Goel agrees with Milburn’s “risk averse” observation of Canada, but hopes NordSpace can help change that. “Maybe we can tweak that over time, especially with the success of launch,” Goel said. “I think that’ll send a strong signal.” He hopes the signal resonates throughout the country, but doesn’t expect the gospel to spread all at once.
“In Canada, [if] you mentioned to anybody that you’re building a rocket engine and you want to test it on their farm or on an industrial plot, they’re just going to have an allergic reaction to it right away,” Goel said. “We got kicked out of every location you can imagine.”
Goel ultimately purchased an old mine for NordSpace’s propulsion test site, and hopes it will one day be shared with other companies.
NordSpace isn’t building for a space industry of one.

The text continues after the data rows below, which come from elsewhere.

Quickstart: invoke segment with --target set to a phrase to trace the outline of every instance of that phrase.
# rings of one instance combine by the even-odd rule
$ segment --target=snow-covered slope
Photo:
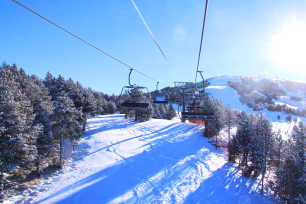
[[[68,168],[6,203],[276,203],[208,142],[202,128],[90,118]]]
[[[244,110],[247,113],[256,113],[258,112],[254,112],[252,108],[248,108],[246,104],[242,104],[239,100],[240,96],[238,94],[237,91],[234,88],[232,88],[228,84],[228,82],[231,81],[232,82],[239,82],[242,83],[240,78],[246,77],[254,79],[255,81],[266,78],[272,80],[276,82],[280,82],[285,80],[286,80],[280,79],[279,78],[274,78],[271,76],[261,76],[257,75],[233,75],[233,76],[226,76],[212,78],[208,80],[210,84],[206,88],[206,92],[210,92],[212,94],[215,98],[218,98],[221,100],[224,106],[226,106],[228,104],[230,104],[231,106],[235,109],[238,111]],[[280,84],[280,86],[283,88],[282,84]],[[286,90],[286,96],[281,96],[279,100],[274,100],[276,104],[286,104],[287,106],[293,108],[306,108],[306,96],[304,95],[301,92],[297,91],[296,92],[292,92]],[[260,94],[260,93],[258,93]],[[291,100],[290,96],[291,96],[297,95],[302,98],[302,102],[294,102]],[[266,108],[264,108],[261,110],[264,114],[266,118],[271,120],[273,124],[273,129],[274,131],[278,131],[280,130],[282,132],[282,137],[286,139],[288,138],[288,134],[291,134],[292,128],[294,124],[294,122],[289,122],[286,120],[286,117],[288,116],[282,112],[270,112]],[[278,115],[280,116],[280,120],[277,119]],[[296,116],[292,116],[292,118]],[[300,120],[304,120],[306,122],[306,118],[298,118],[298,121]]]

Its 150-acre (60 hectares) ASX coastal site will include two launch pads, one specifically designated for third-party use.
“We’re building two pads… one to offer to somebody else,” Goel said. “Ideally,” he added, “a domestic launch partner, but also foreign [partners], too.”
“It’s very challenging,” he said, reflecting on his efforts to bring NordSpace to this point. “You have an entrepreneur who’s a crazy kind of space geek his whole life, spent the last decade acquiring his own small fortune…but getting to this point right now, investing it all back in Canada is really the only way.”
“I consider it a tremendous responsibility to create infrastructure that other Canadians can leverage,” Goel said. “It’s also a good sales opportunity for us.”
Space agency starter pack
Unlike in the U.S., Canadian companies aren’t bound by ITAR (International Traffic in Arms Regulations), making NordSpace’s business model and technology attractive to global markets, according to Goel.
“In a lot of ways, we can copy and paste this model to other nations that are looking to develop their own sovereign launch capabilities and sovereign space programs, but don’t have the technical capability, manufacturing and industrial base,” he said.
The NordSpace CEO says the company is already in talks with nations like Kenya, the Philippines, Peru and others.
“I don’t want this to seem like a story where a bunch of people did something that seemed impossible,” Goel said. “This is possible.”
“This is not a multi-billion-dollar project,” he added. “We can do this for sub-$100 million easily.”
Goel sees NordSpace as more than a business — it’s a national statement.
“I’m really trying to make sure that this is a story that doesn’t just have the economic, security and environmental impact that we hope it does, but it really becomes a symbol for Canada, for what we can do in all sorts of domains, not just space,” Goel said. “I think space has this ability to inspire unlike anything else.”